Since our society is so computer-driven, it's probably not that surprising that your creditworthiness boils down to one number.
The years of paying your various bills: your mortgage, vehicle payments, and credit card bills are analyzed, spindled and mutilated into a single indicator of whether you're likely to meet your future obligations.
Equifax, TransUnion, and Experian, the three major credit agencies, each have a proprietary formula for building a credit score. Fair Isaac and Cooriginally developed this score. .
While Experian still calls its score "FICO", TransUnion calls its score "Beacon" and Equifax uses "Empirica." While each of the models considers a range of data available in your credit report, all of the agencies use the following to determine your score:
- Credit History - Have you had credit for many years, or for a short time?

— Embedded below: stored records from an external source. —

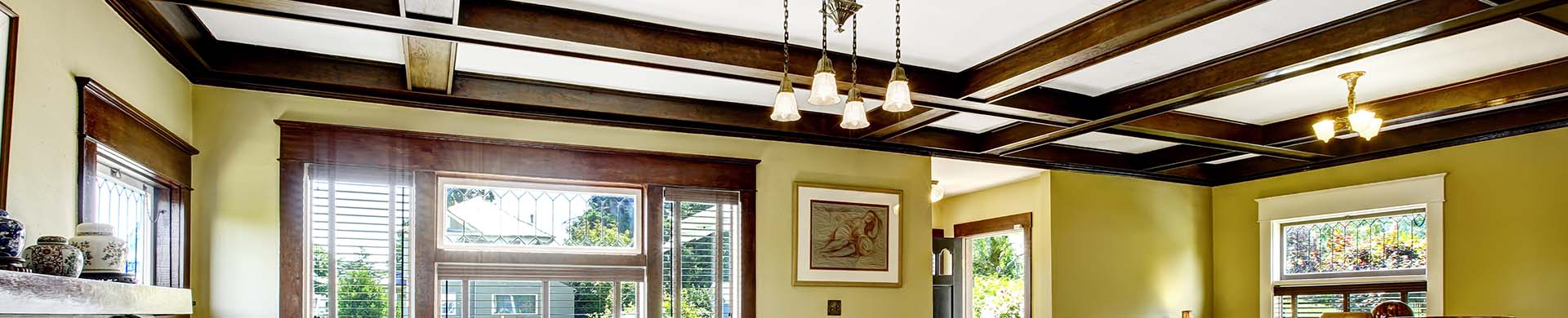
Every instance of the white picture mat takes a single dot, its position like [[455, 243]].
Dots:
[[804, 272]]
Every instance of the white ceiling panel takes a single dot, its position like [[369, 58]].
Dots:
[[1429, 64], [1116, 143], [960, 176], [973, 122], [296, 35], [1252, 27], [626, 77], [942, 35]]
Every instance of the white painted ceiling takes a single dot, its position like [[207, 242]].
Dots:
[[1247, 29], [296, 35], [942, 35], [961, 176], [973, 122], [1116, 143], [1455, 59]]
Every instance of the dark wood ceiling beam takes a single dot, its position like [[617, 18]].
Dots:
[[296, 73], [1356, 52], [1104, 35], [1509, 86], [1489, 126]]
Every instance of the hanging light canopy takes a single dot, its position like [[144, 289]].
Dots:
[[784, 107], [1361, 121], [898, 98]]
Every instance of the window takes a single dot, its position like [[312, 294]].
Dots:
[[698, 253], [514, 304], [359, 241], [1346, 250], [1379, 245], [496, 214]]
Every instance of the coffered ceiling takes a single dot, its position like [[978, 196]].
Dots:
[[1196, 91]]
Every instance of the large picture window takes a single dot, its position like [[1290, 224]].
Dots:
[[359, 241], [402, 224]]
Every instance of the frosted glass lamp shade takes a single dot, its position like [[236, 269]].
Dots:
[[855, 112], [1324, 130]]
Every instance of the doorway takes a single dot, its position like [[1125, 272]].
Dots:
[[996, 267]]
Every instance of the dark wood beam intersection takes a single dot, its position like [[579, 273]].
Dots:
[[1530, 82], [1104, 35], [1356, 52]]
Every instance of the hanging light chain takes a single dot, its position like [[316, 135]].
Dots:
[[898, 32], [855, 47], [786, 38]]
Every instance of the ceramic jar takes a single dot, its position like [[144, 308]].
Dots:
[[102, 251], [52, 256], [11, 236]]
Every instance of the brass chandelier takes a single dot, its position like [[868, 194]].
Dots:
[[823, 82], [1361, 121]]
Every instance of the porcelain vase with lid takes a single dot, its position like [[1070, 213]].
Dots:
[[52, 256], [100, 250], [11, 236]]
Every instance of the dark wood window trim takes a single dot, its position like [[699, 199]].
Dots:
[[1404, 289], [430, 156], [110, 122], [1022, 221]]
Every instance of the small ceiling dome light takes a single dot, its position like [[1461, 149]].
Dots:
[[937, 192]]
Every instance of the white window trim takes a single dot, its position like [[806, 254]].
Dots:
[[1371, 198], [496, 307]]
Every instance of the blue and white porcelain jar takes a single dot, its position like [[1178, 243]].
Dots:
[[102, 251], [52, 256], [11, 236]]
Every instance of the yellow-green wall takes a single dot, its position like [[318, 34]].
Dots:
[[1129, 248], [1506, 250], [1024, 197], [235, 227], [61, 39]]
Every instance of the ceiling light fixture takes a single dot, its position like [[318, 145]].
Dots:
[[1361, 121], [784, 107], [898, 83], [825, 83], [855, 110]]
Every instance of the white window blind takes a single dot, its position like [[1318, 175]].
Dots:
[[361, 226]]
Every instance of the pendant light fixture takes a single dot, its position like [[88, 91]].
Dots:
[[898, 83], [855, 108], [823, 83], [784, 107], [1361, 121]]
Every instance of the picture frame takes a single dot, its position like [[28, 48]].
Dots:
[[11, 24], [847, 236]]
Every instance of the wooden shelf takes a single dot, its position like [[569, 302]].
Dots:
[[33, 295]]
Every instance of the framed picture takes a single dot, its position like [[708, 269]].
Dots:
[[847, 236]]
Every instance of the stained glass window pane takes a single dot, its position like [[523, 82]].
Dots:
[[1360, 246], [518, 214]]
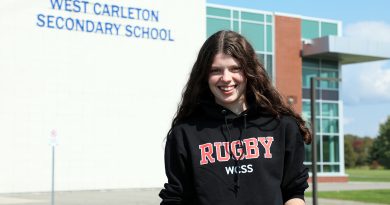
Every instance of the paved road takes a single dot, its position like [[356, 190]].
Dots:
[[150, 196]]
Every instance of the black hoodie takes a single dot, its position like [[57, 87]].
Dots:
[[218, 157]]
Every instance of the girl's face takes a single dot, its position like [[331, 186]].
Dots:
[[227, 82]]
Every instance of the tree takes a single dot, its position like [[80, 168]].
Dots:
[[380, 150]]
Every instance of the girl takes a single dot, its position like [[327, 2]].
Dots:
[[233, 139]]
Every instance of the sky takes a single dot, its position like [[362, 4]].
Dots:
[[366, 86]]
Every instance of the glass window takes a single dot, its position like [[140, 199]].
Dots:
[[308, 150], [326, 83], [330, 148], [330, 126], [252, 16], [269, 38], [269, 19], [331, 168], [236, 27], [218, 12], [307, 153], [329, 64], [310, 29], [311, 63], [268, 67], [254, 33], [261, 58], [307, 109], [235, 14], [214, 25], [330, 109], [307, 75], [328, 29]]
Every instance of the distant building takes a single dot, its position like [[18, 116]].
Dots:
[[293, 49]]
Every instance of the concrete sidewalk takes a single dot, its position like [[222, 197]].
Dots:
[[150, 196]]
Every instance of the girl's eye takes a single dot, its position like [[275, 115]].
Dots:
[[235, 69], [215, 71]]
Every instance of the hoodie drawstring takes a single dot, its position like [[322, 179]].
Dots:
[[236, 186]]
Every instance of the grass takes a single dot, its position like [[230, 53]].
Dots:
[[369, 196], [368, 175]]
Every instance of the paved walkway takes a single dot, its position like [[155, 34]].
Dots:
[[150, 196]]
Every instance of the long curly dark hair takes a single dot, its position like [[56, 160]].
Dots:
[[259, 86]]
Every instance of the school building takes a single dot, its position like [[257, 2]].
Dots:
[[89, 88], [294, 49]]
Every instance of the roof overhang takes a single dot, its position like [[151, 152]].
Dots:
[[346, 50]]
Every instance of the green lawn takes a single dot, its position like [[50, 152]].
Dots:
[[367, 175], [370, 196]]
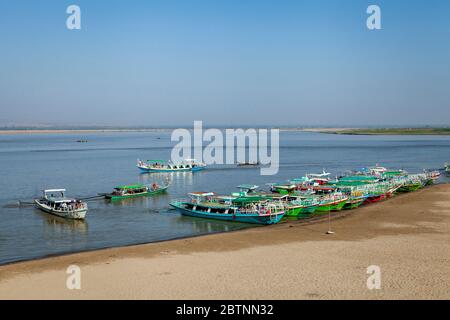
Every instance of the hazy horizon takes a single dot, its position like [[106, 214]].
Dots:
[[227, 63]]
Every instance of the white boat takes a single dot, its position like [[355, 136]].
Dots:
[[55, 202], [167, 166]]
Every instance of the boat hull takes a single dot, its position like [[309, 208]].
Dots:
[[150, 170], [375, 198], [130, 196], [239, 217], [333, 206], [409, 187], [68, 214], [353, 204], [293, 211]]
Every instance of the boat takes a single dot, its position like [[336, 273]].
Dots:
[[331, 202], [248, 164], [318, 178], [283, 188], [135, 190], [301, 207], [55, 202], [208, 205], [168, 166]]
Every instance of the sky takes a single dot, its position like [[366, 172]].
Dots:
[[247, 62]]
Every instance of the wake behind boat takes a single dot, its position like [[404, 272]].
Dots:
[[55, 202], [168, 166]]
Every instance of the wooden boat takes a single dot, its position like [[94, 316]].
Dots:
[[167, 166], [318, 178], [135, 190], [335, 203], [301, 207], [248, 164], [55, 202], [410, 187], [206, 205], [283, 188]]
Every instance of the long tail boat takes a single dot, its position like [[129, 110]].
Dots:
[[55, 202], [332, 202], [167, 166], [283, 188], [355, 200], [135, 190], [205, 205], [301, 207]]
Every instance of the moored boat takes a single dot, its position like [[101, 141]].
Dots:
[[168, 166], [332, 202], [206, 205], [135, 190], [55, 202], [283, 188]]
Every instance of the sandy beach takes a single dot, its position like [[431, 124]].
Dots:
[[408, 237]]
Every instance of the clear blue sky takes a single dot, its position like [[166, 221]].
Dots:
[[167, 62]]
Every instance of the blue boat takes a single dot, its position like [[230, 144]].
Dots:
[[207, 205], [167, 166]]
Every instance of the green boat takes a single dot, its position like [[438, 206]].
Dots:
[[135, 190], [283, 188], [208, 205], [409, 187], [293, 210], [301, 207]]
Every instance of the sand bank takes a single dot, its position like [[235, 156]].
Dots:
[[408, 237]]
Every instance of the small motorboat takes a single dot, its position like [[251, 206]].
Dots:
[[55, 202], [135, 190], [249, 164]]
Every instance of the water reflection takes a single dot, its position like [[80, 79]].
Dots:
[[54, 224]]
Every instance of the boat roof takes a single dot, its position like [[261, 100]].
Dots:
[[247, 186], [54, 190], [130, 187]]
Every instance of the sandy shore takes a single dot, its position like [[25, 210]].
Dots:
[[408, 237]]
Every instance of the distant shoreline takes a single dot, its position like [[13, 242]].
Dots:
[[336, 130]]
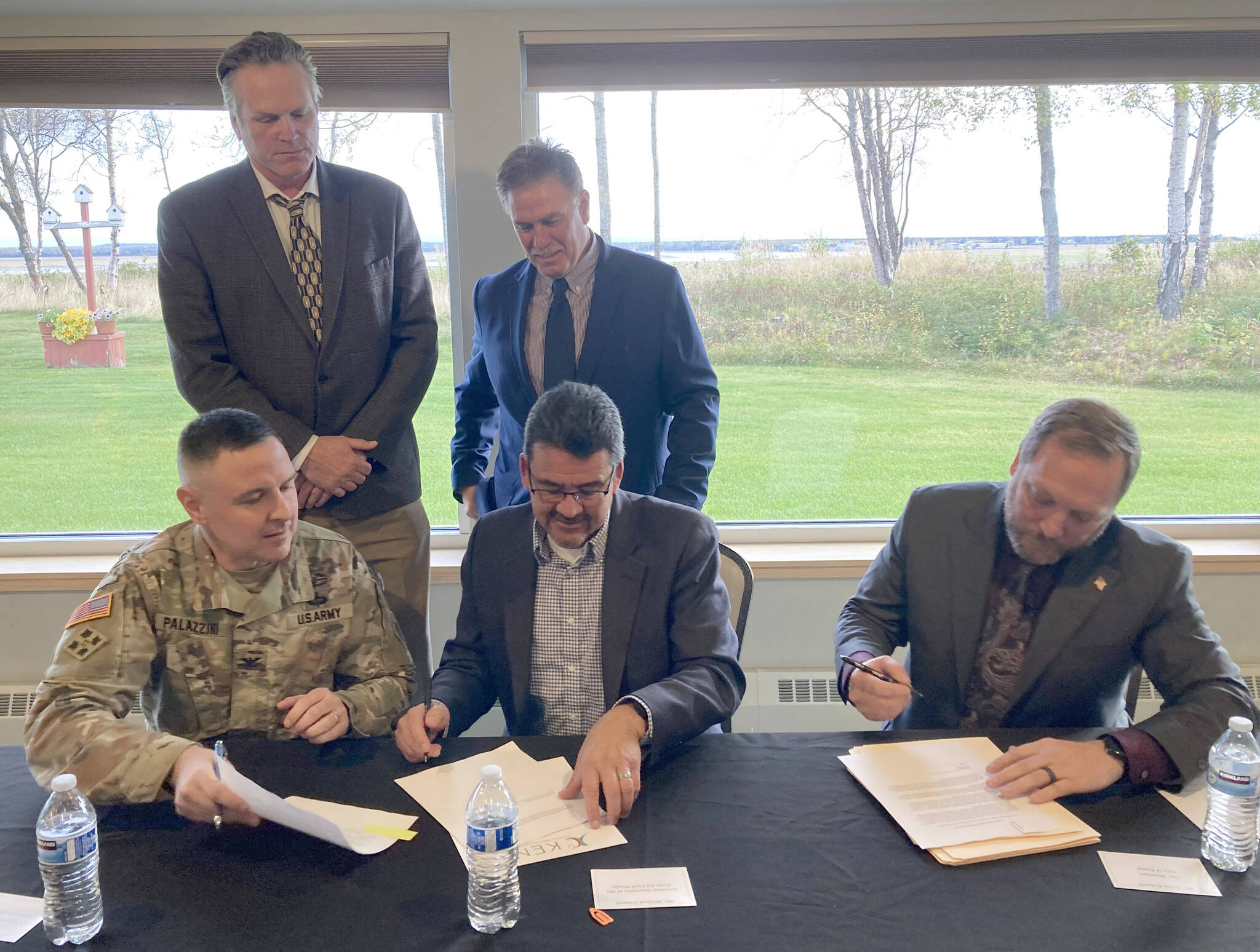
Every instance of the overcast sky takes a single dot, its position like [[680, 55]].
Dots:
[[733, 165]]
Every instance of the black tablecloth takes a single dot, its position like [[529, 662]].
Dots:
[[784, 848]]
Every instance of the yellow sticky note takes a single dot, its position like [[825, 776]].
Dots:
[[394, 831]]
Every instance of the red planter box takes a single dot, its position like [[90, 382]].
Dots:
[[94, 351]]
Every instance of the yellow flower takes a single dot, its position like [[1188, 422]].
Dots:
[[72, 325]]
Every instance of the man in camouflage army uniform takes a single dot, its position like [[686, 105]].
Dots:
[[241, 619]]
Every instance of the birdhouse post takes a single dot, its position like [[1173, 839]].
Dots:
[[84, 196], [106, 347]]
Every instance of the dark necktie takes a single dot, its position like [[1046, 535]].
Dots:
[[560, 360], [1003, 643], [306, 261]]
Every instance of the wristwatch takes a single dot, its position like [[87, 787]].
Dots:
[[1113, 750]]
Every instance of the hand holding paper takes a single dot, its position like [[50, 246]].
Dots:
[[335, 823], [609, 760]]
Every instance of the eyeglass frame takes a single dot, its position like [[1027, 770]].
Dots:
[[557, 496]]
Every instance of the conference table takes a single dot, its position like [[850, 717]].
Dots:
[[785, 851]]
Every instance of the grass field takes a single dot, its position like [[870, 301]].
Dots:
[[94, 448]]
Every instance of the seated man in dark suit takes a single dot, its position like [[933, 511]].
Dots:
[[1027, 603], [579, 309], [590, 611]]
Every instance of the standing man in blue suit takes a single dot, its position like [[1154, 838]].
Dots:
[[579, 309]]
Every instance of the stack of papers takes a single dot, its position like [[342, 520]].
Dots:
[[547, 827], [935, 791]]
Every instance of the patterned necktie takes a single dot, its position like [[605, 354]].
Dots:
[[1003, 643], [560, 362], [306, 261]]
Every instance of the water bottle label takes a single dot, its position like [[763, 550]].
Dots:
[[502, 838], [61, 852], [1232, 782]]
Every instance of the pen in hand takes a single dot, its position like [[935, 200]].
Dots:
[[429, 703], [220, 755], [881, 675]]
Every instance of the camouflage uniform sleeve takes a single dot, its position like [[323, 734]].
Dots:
[[77, 724], [376, 657]]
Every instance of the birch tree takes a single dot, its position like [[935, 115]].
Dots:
[[601, 164], [155, 133], [1225, 105], [1043, 110], [34, 140], [102, 145], [1043, 106], [440, 163], [339, 133], [883, 129], [601, 167], [1209, 109]]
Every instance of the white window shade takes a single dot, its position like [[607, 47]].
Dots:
[[389, 72], [793, 58]]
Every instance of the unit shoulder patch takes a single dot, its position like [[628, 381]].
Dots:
[[86, 643]]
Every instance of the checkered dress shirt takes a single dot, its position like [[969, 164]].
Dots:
[[566, 667]]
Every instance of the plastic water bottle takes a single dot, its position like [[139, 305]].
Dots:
[[68, 858], [494, 891], [1232, 799]]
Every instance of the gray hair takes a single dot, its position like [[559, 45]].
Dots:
[[533, 162], [1087, 426], [578, 418], [263, 48]]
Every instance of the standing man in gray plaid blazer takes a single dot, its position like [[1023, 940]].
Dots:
[[297, 288]]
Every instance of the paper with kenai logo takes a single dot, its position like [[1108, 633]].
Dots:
[[547, 827]]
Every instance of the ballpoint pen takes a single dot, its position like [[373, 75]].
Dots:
[[881, 675], [221, 753], [429, 703]]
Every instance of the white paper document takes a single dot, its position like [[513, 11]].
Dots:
[[935, 791], [1158, 875], [653, 888], [547, 827], [19, 914], [324, 824], [1191, 800]]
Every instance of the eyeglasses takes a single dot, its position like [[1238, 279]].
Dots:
[[557, 496]]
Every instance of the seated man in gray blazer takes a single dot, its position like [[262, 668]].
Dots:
[[589, 611], [1027, 603]]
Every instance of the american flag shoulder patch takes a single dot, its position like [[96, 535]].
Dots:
[[92, 609]]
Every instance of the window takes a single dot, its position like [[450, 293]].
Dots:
[[855, 367], [97, 445]]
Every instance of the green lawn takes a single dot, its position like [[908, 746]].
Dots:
[[94, 448]]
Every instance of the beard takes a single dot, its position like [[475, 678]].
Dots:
[[1030, 544]]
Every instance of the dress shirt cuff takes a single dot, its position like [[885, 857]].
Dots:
[[304, 453], [643, 709], [448, 728], [847, 673], [1148, 761]]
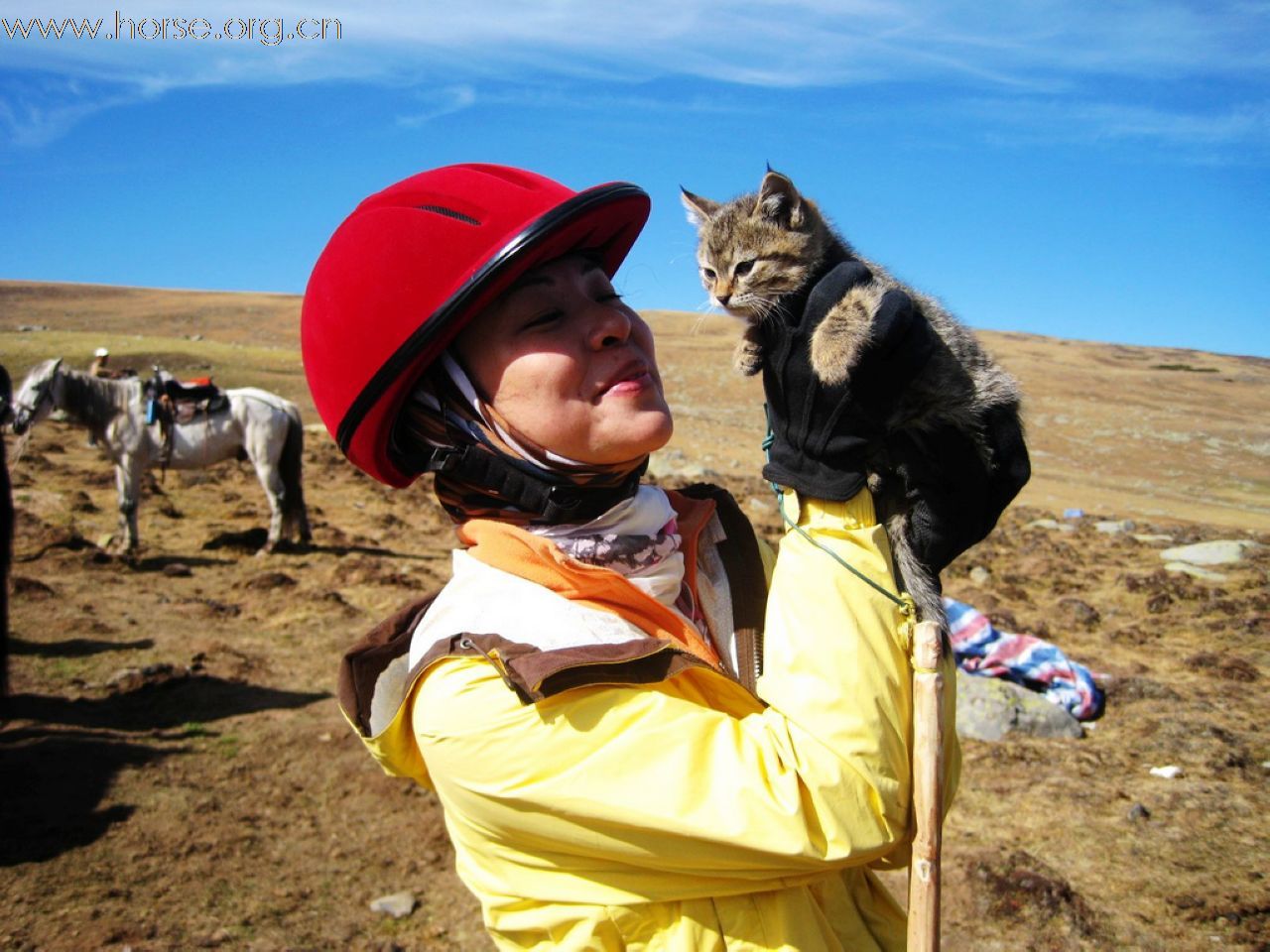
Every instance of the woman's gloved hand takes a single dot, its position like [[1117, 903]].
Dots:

- Late Payments - Do you have any payments later than 30 days?
- Balances on your Credit Cards - How many accounts do you hold? How much do you owe on your accounts?
- Credit Inquiries - How many times have lenders pulled your credit report for the purpose of giving you a loan?
Each of these is assigned a value and a weight. The result is a single number: your FICO score. Credit scores can be as low as 300 and as high as 800. Higher is better. Most folks who want to get a mortgage loan these days score 620 or above.
FICO makes a difference in your interest rate
Did you know? FICO scores affect more than your ability to get a loan. They also affect your interest rate. Higher scores indicate you are a better credit risk, and thus may qualify for a better mortgage rate.
Raising your FICO score
What can you do about your FICO score? Very little in the short term. Despite what you hear from "credit repair" companies, the FICO score is formulated from your lifelong credit history, so you can't turn it around right away. You must appeal for the credit agency to remove any incorrect data from your credit report, which is the only "quick fix" for credit problems.
Getting your FICO score
Before you can improve your credit score, you have to get your score and make sure that the credit reports from each credit reporting agency are correct. Fair Isaac has created a web site (www.myFICO.com) that lets you do just that. It's inexpensive, fast, and easy to get your credit score along with reports from all three reporting agencies. They also provide helpful information and online tools that help you improve your FICO score.
You can get a free credit report once a year from the three major credit reporting agencies at AnnualCreditReport.com. While this report does not include a free credit score, the cost to "upgrade" your report to include a credit score is very reasonable.
Armed with this info, you'll be a more informed consumer and you'll be better positioned to obtain the right mortgage for you.